To understand the genetic relationships among the breeds under study, PCA was performed and the first two components PC1 and PC2 explained ~ 40% of the total genetic variation (Fig 1). A broad overview showed that the first component, PC1, which accounts for 28.9% of the total variation, structured the breeds according to their origin ancestry as a continuum from Western to Eastern (Fig 1a). Additionally, Western breeds and what we refer to as “Middle” breeds clustered more closely than to the Eastern breeds, which forms a distant distinct group. The population structure Western breeds can be summarized by: (1) the Persian family breeds (Persian, British Shorthair, Scottish Fold, and Selkirk Rex) formed a distinct group, (2) Maine Coon breed formed a single distinct group, and (3) individuals from the Munchkin and Siberian were less closely structured and extended to the “Middle” breeds (Fig 1b). The “Middle” breeds were less distinctly structured with the exception of Bengal, which formed a separate group (Fig 1c). Two general groups were detected in the Eastern breeds cluster where Birman separated from the rest (Fig 1d). Individuals of the Bombay breed did not form a unique group and some extended to the “Middle” and “Western” clusters (Fig 1a). The second component, PC2, that explains 9.5% of the total variation enabled separation of Bengal from other “Middle” breeds (Fig 1c) and Birman from Eastern breeds (Fig 1d).

Fig 1. Population structure of cat breeds via principle component analysis (PCA).

The first two principle components (PC1 and PC2) explain majority of the genetic variation among cat breeds. (a) A broad overview of the population structure of all breeds. Each individual cat is represented by a circle that is colored according to its ancestral group (Western-red, “Middle”-yellow, Eastern-blue) and dashed boxes are used to designate 9 Western breeds (left box), 11 intermediate breeds (middle box) and 6 Eastern breeds (left box). The blue dots extending to the “Middle” and Western groups belong to Bombay breed. Note that Bombay breed is formed by breeding of Burmese and American Shorthair. (b-d) Individual representations of Western, “Middle”, and Eastern breeds, respectively. Note the separation of the interspecies hybrid breed, Bengal, from other “Middle” breeds in (b) and separation of the phenotypically distinct Birman from other Eastern breeds in (c). Six Bombay individuals were outside of the ancestral grouping of Eastern breeds were removed in (d) for ease of presentation.

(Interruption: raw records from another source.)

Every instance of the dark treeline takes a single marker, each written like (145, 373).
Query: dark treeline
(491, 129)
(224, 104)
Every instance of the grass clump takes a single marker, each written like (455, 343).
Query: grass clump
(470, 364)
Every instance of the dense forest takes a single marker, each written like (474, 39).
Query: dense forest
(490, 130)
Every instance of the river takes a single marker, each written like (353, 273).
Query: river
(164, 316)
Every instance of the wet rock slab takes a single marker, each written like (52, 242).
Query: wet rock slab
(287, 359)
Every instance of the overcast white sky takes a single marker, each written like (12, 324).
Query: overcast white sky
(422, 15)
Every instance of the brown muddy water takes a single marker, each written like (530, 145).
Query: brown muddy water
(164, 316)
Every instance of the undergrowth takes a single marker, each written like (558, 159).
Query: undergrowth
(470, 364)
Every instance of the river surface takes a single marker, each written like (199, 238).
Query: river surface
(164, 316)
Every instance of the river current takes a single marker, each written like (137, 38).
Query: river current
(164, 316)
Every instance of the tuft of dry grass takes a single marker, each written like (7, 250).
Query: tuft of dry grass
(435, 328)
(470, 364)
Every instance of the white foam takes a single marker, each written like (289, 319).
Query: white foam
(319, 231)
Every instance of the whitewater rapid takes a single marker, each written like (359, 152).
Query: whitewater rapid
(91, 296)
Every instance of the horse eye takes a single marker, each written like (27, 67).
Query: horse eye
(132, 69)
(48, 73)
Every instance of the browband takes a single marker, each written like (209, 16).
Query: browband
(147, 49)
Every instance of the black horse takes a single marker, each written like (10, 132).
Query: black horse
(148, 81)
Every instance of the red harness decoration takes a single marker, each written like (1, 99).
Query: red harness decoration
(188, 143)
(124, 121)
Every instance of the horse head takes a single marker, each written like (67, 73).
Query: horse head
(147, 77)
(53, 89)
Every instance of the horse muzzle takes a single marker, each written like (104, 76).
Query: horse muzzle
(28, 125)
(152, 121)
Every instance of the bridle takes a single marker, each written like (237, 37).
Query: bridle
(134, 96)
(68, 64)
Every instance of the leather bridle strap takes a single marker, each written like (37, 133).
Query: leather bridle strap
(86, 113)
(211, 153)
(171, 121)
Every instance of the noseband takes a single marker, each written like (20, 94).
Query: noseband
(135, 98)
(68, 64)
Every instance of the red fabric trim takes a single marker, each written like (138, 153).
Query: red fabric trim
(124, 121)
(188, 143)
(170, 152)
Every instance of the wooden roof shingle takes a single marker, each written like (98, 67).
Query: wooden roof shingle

Selection statistical test (di)

As a calculation of likely signature of selection, SNP-specific di values were calculated for each breed. averaged for SNPs within individual overlapping 500Kb windows (50% overlap between adjacent windows). The 99th percentile threshold (top 92 windows) were reported as candidate windows under selection (S1 Fig, S2 Table).

Collectively across breeds, individual candidate windows under selection (top 92) from each breed were distributed across the autosomal chromosomes (S1 Fig, S2 Table). This posed challenges such as: (1) despite being on different locations, the number of candidate windows (92) is identical for each breed, which prevents objective comparisons between breeds, (2) the likelihood of false positive windows due to SNP ascertainment bias associated with the design of the SNP array, (3) the uneven distribution of SNPs across windows, and (4) the lack of a systematic method that prioritizes certain candidate windows for gene content investigation. To overcome these challenges, we sought to identify candidate regions under selection rather than to explore individual scattered windows. We define a candidate region under selection as three or more overlapping candidate windows, which combined would be ≥ 1Mb in size (S3 Table).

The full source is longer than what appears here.